Some fans are complaining that “Death Magnetic” has a thin, brittle sound that’s the result of the band’s attempts in the studio to make it as loud as possible. “Sonically it is barely listenable,” reads one fan’s online critique. Thousands have signed an online petition urging the band to re-mix the album and release it again.

[From Even Heavy-Metal Fans Complain That Today’s Music Is Too Loud!!! – WSJ.com]

Ted Jensen, the album’s mastering engineer, got quoted as saying he wasn’t too proud of being associated with this release. What’s more telling, is there was another version released for a video game console, and it sounds much better ((allegedly: I haven’t listened to either version, though this dude listened to the studio verison)

Data Dump

The battle has roots in the era before compact discs. With vinyl records, “it was impossible to make loud past a certain point,” says Bob Ludwig, a veteran mastering engineer. But digital technology made it possible to squeeze all of the sound into a narrow, high-volume range. In addition, music now is often optimized for play on the relatively low-fidelity earbuds for iPods, reducing incentives to offer a broad dynamic range.

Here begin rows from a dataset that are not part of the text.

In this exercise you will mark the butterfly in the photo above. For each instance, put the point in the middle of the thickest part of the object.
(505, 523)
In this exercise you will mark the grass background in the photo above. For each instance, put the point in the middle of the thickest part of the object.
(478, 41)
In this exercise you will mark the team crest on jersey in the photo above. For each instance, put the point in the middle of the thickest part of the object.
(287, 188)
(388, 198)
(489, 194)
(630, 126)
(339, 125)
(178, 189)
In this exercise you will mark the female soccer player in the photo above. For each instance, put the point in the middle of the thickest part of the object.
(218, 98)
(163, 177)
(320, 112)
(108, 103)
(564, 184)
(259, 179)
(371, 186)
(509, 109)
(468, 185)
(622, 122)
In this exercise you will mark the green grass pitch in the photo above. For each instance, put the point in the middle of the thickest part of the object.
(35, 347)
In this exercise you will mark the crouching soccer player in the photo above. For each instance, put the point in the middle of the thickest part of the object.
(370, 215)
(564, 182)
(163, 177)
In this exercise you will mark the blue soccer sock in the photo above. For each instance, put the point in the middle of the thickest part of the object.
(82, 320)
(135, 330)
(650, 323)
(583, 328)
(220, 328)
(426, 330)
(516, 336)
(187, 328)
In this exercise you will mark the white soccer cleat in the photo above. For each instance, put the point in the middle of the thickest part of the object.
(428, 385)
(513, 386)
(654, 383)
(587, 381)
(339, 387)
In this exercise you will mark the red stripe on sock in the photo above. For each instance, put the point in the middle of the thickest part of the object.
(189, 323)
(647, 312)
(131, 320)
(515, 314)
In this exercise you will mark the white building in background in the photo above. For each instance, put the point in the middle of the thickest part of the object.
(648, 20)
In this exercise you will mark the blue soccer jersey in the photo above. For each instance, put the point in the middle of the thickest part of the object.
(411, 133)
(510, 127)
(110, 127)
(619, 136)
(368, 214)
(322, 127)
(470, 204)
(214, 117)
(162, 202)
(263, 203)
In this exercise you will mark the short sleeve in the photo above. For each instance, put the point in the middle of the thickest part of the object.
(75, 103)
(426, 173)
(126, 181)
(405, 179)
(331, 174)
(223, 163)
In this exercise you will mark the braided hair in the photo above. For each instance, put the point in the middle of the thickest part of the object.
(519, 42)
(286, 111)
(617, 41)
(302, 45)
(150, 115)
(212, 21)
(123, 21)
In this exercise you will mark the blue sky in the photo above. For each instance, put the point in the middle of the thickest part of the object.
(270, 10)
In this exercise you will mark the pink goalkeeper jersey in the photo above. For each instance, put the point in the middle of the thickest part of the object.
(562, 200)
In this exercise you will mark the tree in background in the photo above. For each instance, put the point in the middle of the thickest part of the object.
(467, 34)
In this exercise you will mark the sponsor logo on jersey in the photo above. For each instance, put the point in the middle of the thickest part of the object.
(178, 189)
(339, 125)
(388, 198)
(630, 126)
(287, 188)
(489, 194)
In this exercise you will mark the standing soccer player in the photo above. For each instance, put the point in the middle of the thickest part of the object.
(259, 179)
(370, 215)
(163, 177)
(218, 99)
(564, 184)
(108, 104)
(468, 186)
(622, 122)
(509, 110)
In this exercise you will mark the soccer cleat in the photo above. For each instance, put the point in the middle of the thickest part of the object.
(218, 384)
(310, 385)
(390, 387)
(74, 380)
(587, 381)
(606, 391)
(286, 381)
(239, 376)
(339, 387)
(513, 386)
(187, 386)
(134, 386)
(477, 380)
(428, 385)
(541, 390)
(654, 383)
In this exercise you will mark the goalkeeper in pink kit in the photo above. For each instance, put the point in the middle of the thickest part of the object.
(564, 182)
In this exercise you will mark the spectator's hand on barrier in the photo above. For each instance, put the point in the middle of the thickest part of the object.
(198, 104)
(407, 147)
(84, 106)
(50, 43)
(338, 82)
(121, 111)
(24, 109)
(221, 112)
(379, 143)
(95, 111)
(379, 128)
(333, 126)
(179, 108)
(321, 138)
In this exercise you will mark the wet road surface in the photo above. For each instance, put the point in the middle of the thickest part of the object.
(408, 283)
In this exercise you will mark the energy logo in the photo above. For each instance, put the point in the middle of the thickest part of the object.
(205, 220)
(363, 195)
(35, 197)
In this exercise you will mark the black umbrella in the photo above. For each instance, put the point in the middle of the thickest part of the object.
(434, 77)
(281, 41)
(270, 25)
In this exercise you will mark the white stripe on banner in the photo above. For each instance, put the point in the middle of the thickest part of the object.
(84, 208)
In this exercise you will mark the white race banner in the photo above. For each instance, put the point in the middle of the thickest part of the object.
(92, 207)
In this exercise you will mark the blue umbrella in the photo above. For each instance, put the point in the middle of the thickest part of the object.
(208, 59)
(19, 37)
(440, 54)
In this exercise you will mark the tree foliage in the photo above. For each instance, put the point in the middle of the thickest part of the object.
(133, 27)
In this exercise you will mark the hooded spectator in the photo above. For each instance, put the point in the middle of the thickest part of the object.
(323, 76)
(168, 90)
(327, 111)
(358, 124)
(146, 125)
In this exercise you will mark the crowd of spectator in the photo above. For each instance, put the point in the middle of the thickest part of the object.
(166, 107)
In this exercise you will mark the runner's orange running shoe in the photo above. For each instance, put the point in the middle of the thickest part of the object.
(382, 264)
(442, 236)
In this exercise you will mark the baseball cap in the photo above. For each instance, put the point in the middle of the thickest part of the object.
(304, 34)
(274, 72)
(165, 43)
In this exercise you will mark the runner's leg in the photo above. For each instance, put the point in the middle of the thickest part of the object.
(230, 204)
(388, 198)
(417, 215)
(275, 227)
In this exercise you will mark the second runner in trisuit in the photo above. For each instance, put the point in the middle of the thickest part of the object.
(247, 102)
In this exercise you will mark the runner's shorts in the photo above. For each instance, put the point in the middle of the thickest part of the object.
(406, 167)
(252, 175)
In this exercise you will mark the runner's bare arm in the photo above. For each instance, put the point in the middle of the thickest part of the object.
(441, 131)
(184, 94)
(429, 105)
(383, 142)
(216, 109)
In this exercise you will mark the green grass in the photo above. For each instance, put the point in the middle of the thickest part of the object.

The loudness war began heating up around the time CDs gained popularity, in the early 1980s. Guns N’ Roses’ “Appetite for Destruction” upped the ante in 1987, as did Metallica’s 1991 “Black Album” and then the Red Hot Chili Peppers’ “Californication” in 1999.

Music released today typically has a dynamic range only a fourth to an eighth as wide as that of the 1990s. That means if you play a newly released CD right after one that’s 15 years old, leaving the volume knob untouched, the new one is likely to sound four to eight times as loud. Many who’ve followed the controversy say “Death Magnetic” has one of the narrowest dynamic ranges ever on an album.

Sound engineers say artists who insist on loudness paradoxically give people less to hear, because they end up wiping away nuances and details. Everything from a gently strummed guitar to a pounding snare drum is equally loud, leading to what some call “ear fatigue.” If the listener turns down the volume knob, the music loses even more of its punch.

Footnotes:
  1. at least three blog posts that I remember writing, but am too lazy to look for at the moment []
  2. though I used to own their first three albums, and saw them perform two or three times in the 1980s []

3 thoughts on “Over Compression is a Sin

  1. phule says:

    I was sitting on the train tonight, reading the latest Rolling Stone (cover photo: Metallica) and a guy sat down next to me. He pulled out a printout of the WSJ article and mentioned the connection. Both of us were in agreement regarding the loudness issue.

    It’s a shame really… Like the MHz and MP wars of consumer electronics goods: in the end the consumer is screwed.

  2. Paul says:

    I guess this problem has started with commercials having their volume pumped up till the very limit, with the result of listeners lowering their volume.

    If you want people to hear (and hence buy) your album, you better make sure it’s loud!

    Metallica obviously goes for that approach. Selling their album is more important than producing something with quality.

    It’s funny to realise that Metallica is one of the bands that complains that we do not buy their albums, but illegally download them.

    I wonder how much they contributed to that themselves by delivering crap like this that really no-one should buy.

    The solution is simple:
    Both Radio and TV stations should NORMALISE the music, movies AND commercials before broadcasting.

    The result of this would be that the station would put the volume down by 5 to 10db before playing commercials and crap like this Metallica album.

    This would make happy listeners, but angry advertisers.

    Am afraid it will take a long time before advertisers realise that annoying listeners with high volume of your commercial is not a good way to sell your product.

    The bottom-line: commercial radio has had a very strong negative contribution to this phenomenon and hence sucks.